第71回 立正安国論 ただ民衆の安穏のため 希望と勝利の対話を! ~ より
立正安国論の客人との対話の最後に「客の曰く…是れ私曲の思いに非ず則ち先達の詞に従いしなり、十方の諸人も亦復(またまた)是くの如くなるべし、」
(私は阿弥陀仏だけを信じて諸仏をなげうち、浄土の三部経を仰いで諸経をさしおいたのは)自分勝手な思いからではなく、先達の言葉に従っただけである。全国の人々もまた同様である。
正法を誹謗する罪は重く、破壊する罪は深いことが分かったと述べます。また、念仏を崇拝してきたのは、自分の考えではなく、先達の言葉、すなわち法然らの言葉に従ったためであるとします。ここに重大な問題が指摘できます。現代でも全く同じですが、人は物事を判断する際に、時として自らの眼でも信念でもなく、周囲の評価や評判に左右されてしまいがちです。ましてや権威や、権力のある立場の人の意見であれば、なおさら鵜呑みにしてしまうでしょう。だからこそ、指導的立場にある人間の責任、いな、罪はあまりにも重いのです。大聖人が呵責されているのも、この点です。人々を惑わし、不幸に陥れる思想そのものを、さらにはそれを吹聴する権威の高僧たちを、悪の根源として厳しく戒められているのです。
これは、ネット社会の現代ではより一層当てはまってしまう。
その意見はどこまで、自分の考えなのか?どこからどこまでなのか?すべてなのか、一部分なのか?新ためて考えると、自分の意見と思っていたものは、朝、読んだ新聞の意見だったり、たまたま見ていたテレビで評論家が言っていたものであったり、最近では、ネットで見たからだったり…

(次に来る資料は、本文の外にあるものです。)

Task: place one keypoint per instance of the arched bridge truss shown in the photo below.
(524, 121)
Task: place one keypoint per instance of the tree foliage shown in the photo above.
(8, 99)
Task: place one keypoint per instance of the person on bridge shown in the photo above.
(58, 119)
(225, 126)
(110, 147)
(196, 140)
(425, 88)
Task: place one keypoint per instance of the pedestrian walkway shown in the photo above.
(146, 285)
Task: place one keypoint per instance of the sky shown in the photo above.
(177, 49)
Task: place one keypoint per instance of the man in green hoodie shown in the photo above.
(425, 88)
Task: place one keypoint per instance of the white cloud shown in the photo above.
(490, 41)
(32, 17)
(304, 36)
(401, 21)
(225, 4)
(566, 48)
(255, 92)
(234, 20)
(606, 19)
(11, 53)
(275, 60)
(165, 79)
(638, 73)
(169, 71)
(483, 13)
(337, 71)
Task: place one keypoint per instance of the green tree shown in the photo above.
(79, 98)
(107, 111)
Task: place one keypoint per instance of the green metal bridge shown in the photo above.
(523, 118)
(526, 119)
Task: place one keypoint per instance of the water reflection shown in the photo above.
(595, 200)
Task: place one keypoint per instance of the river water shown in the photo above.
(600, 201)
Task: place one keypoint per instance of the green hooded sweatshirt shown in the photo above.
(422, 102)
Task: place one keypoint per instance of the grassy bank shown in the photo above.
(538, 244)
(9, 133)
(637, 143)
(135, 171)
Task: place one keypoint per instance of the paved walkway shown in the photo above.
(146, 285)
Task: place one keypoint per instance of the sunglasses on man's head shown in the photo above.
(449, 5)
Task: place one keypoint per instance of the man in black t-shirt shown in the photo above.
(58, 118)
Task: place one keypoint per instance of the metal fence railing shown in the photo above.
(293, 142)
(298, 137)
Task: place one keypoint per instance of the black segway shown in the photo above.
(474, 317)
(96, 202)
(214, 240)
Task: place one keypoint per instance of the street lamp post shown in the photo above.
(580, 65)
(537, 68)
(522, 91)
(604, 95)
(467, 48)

昨今の政治で例えると、与党、公明党は自民党と一緒になって戦争のできる日本にしようとしている!! そのネタ元は何新聞ですか? と聞きたい。いったいそんなことを発表したのか?また、新聞によっては自衛権にタガをはめるな(サンケイ、読売など)
憲法九条を護るために公明党よ頑張れ(朝日新聞など)
自分がどの新聞を読んだかによって、主張が左右される。
いったい自分で考えた論調など、みんな持っているのか?
アンチ連中の意見の99%は法華講の出している彗妙からだったり、ネットで何度も使い古された根も葉もない噂話だったり、残りの1%はデフォルメして盛ったものであったり…
果たして700年前も現代もあいも変わらず受け売りの意見を自分の意見と勘違いしている世間の人々がいる限り、政治も社会も決して良くはならないだろう。